Laporan Dugaan Penggelapan Kendaraan di Jerowaru Belum Temui Titik Terang, Komunitas Pelayan Masyarakat Harapkan Atensi Aparat
Jerowaru, 22 Maret 2026_Penanganan laporan dugaan tindak pidana penggelapan kendaraan yang dialami salah satu warga Dusun Jor Badui, Desa Jerowaru, hingga kini masih belum menunjukkan perkembangan signifikan.
Laporan tersebut diketahui telah disampaikan secara resmi ke Kepolisian Negara Republik Indonesia melalui jajaran Kepolisian Daerah Nusa Tenggara Barat pada 10 November 2025, sebagaimana tertuang dalam Surat Tanda Bukti Laporan. Namun, setelah kurang lebih lima bulan berlalu, keberadaan terduga pelaku maupun barang bukti kendaraan yang dilaporkan belum juga ditemukan.

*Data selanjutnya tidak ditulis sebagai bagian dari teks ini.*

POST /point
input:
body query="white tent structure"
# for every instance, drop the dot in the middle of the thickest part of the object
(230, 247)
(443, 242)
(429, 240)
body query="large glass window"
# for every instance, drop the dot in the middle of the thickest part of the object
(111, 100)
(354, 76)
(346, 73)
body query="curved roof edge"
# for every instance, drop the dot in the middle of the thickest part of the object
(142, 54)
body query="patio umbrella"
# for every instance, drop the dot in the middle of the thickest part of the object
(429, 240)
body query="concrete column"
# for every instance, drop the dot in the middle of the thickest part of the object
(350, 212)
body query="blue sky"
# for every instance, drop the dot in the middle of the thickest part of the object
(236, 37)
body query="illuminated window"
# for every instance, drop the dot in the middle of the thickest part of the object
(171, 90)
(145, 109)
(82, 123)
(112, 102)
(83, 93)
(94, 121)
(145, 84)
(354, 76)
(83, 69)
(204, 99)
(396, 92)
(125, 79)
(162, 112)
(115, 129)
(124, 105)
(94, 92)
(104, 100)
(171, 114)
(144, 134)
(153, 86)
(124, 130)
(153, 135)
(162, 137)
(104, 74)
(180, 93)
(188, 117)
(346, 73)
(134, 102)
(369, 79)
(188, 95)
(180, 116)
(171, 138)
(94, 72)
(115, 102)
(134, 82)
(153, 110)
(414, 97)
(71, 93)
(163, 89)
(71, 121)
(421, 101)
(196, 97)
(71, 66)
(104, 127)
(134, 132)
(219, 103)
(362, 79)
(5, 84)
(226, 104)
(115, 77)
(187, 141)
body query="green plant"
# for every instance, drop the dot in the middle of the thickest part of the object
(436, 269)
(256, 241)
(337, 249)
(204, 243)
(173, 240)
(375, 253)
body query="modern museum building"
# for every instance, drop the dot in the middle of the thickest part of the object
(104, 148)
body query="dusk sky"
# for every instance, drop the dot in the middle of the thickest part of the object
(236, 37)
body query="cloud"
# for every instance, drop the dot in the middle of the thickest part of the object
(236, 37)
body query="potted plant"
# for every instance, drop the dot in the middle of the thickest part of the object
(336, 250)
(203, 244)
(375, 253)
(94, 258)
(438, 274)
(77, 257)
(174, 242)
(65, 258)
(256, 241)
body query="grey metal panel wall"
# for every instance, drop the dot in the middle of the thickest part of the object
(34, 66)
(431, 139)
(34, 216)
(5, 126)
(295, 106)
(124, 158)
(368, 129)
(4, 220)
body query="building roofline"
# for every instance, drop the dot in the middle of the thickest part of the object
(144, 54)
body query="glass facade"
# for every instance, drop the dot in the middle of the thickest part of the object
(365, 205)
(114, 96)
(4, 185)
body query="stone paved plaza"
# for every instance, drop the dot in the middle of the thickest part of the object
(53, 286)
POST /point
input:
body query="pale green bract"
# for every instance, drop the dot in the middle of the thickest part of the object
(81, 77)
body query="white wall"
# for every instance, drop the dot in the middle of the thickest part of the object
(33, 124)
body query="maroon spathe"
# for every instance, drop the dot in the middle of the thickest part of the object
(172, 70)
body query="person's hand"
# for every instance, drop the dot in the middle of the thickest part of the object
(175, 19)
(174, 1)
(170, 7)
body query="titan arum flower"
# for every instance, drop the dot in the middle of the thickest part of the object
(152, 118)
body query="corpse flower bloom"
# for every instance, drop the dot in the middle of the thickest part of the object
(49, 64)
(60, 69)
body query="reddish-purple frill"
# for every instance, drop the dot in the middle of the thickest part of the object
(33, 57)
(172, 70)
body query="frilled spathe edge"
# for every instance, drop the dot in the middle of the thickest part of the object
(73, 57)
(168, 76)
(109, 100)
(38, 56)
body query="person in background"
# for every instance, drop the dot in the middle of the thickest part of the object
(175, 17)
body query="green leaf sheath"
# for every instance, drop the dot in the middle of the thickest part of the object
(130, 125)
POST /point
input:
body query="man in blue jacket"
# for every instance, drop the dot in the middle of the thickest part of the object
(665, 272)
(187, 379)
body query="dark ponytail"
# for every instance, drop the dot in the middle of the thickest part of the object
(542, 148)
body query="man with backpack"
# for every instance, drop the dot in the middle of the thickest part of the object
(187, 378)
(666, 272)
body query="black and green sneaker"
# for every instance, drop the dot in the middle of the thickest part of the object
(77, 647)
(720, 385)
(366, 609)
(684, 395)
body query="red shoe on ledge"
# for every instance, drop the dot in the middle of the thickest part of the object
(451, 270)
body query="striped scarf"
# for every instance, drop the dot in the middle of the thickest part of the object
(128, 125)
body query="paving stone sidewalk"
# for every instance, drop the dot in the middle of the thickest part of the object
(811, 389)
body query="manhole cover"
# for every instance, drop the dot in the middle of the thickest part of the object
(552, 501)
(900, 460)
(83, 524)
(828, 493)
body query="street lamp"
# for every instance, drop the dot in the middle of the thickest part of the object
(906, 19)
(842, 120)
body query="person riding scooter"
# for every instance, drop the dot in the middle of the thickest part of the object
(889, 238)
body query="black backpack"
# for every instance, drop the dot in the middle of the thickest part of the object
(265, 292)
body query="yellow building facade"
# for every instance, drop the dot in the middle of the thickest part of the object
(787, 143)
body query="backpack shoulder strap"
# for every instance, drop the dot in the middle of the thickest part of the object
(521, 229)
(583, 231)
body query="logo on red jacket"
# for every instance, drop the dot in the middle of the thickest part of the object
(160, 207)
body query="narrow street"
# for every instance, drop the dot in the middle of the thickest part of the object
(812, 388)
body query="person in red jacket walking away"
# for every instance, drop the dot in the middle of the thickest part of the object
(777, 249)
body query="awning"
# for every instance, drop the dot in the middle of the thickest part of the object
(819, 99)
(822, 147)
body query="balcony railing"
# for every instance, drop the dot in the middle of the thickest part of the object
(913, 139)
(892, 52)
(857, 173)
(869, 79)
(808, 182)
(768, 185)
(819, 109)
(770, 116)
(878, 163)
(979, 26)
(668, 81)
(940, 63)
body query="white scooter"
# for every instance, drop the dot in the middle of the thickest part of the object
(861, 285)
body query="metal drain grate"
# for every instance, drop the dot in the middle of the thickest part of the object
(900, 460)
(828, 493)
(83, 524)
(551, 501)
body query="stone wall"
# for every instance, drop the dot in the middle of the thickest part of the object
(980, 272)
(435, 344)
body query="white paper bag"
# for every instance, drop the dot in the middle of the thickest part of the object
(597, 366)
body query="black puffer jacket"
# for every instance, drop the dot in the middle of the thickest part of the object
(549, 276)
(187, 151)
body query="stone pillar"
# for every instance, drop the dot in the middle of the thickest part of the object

Ketua Komunitas Pelayan Masyarakat Kecamatan Jerowaru, Irfan Muliadi, menyampaikan harapan agar aparat penegak hukum dapat memberikan perhatian lebih terhadap penanganan kasus tersebut. Ia menilai bahwa laporan masyarakat perlu mendapatkan kepastian proses, terlebih ketika informasi awal yang dimiliki dinilai cukup membantu.
“Informasi yang dimiliki pelapor, termasuk identitas dan alamat yang diduga terkait dengan terlapor, diharapkan dapat menjadi bahan pendalaman lebih lanjut oleh pihak berwenang,” ujarnya.
Ia juga menegaskan bahwa masyarakat tetap menghormati proses hukum yang berjalan, sembari berharap adanya perkembangan yang dapat memberikan kepastian bagi korban. Menurutnya, kejelasan penanganan perkara sangat penting untuk menjaga kepercayaan publik terhadap institusi penegak hukum.
Sementara itu, korban masih berharap agar kendaraannya dapat ditemukan dan dikembalikan, serta proses hukum dapat berjalan sebagaimana mestinya sesuai ketentuan yang berlaku.
Komunitas Pelayan Masyarakat melalui pernyataan ini mengajak semua pihak untuk tetap mengedepankan asas praduga tak bersalah serta mendukung aparat dalam menjalankan tugasnya secara profesional, transparan, dan akuntabel.